Additionally, you can also train your Huskita for service! Their enthusiasm and sensitivity make them great therapy dogs. They can also provide mobility assistance or protection services.
How Do You Buy a Husky Akita Mix?
You can get your very own Huskita from a reputable breeder in your area. You can also adopt one from your local animal shelter.
If you can, try to meet the puppy’s parents beforehand. This will help you get an idea of what to expect from your Huskita. Ask the breeder or shelter about their health guarantees and policies for dogs that turn out to have serious health conditions.
After contacting and visiting your breeder or shelter to choose your Huskita, you’ll likely be asked to sign a contract or fill out some necessary paperwork. You’ll also discuss payment arrangements for your dog’s purchase price or adoption fees.
Husky Akita Mix Price
When purchasing from a reputable breeder, the average price for a Huskita is between $500 to $1,200. Adopting a Huskita costs less, around $300 to cover the shelter’s expenses in caring for your dog.

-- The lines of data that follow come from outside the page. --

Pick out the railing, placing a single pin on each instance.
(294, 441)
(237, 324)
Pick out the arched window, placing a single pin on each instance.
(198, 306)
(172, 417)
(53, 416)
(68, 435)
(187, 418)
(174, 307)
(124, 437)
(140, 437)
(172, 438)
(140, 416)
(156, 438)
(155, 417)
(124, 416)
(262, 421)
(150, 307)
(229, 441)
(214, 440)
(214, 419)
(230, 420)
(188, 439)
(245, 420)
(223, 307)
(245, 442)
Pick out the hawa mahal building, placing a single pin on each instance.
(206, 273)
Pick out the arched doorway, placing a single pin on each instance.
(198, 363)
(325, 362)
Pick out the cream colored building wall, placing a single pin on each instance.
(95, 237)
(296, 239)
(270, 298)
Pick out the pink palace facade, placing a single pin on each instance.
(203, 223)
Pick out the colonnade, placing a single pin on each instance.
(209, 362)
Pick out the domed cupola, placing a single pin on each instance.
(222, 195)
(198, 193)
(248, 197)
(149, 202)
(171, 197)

You might also have to shoulder your dog’s initial vaccinations, which cost around $100. Additionally, spaying or neutering procedures can cost $75 to $200, depending on your area and the veterinary clinic you choose.
Other common costs of owning a Huskita are as follows:
- Dog bed and crate: $20 to $100
- Food and water bowls: $10 to $30
- Leash, collar, and dog tag: $30 to $100
- Dog food expenses: $40 to $100 per month
- Grooming costs: $50 to $75 per session
- Vet visits and pet insurance: $700 to $1,000 per year
- Training fees: $30 to $50 per class
If you’re looking for a loyal, intelligent, and athletic companion, a Husky mix with Akita is surely worth considering! In addition to having a gorgeous coat and striking physical features, this magnificent mixed dog breed has an affectionate temperament that’s perfect for families.

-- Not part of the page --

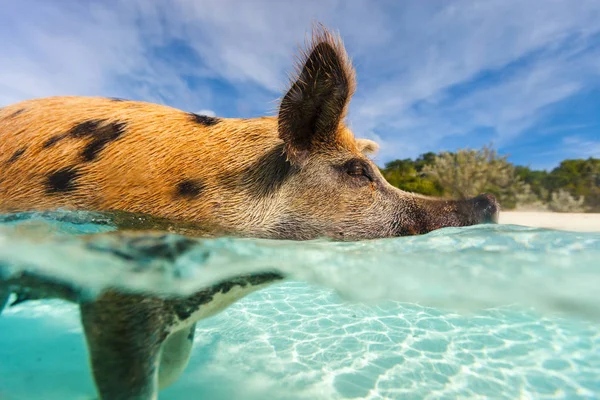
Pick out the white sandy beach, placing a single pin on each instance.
(577, 222)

In terms of care, Huskitas need a healthy diet, sufficient exercise, and regular vet visits to stay in good shape. Remember to follow the tips we mentioned on proper grooming and socialization training for your furry friend!
Lastly, don’t forget to bond with your Huskita, and observe your pet’s behavior and well-being. Huskitas tend to be hyper-sensitive or aggressive when their needs aren’t being met, so be sure to give your pet all the TLC that he needs!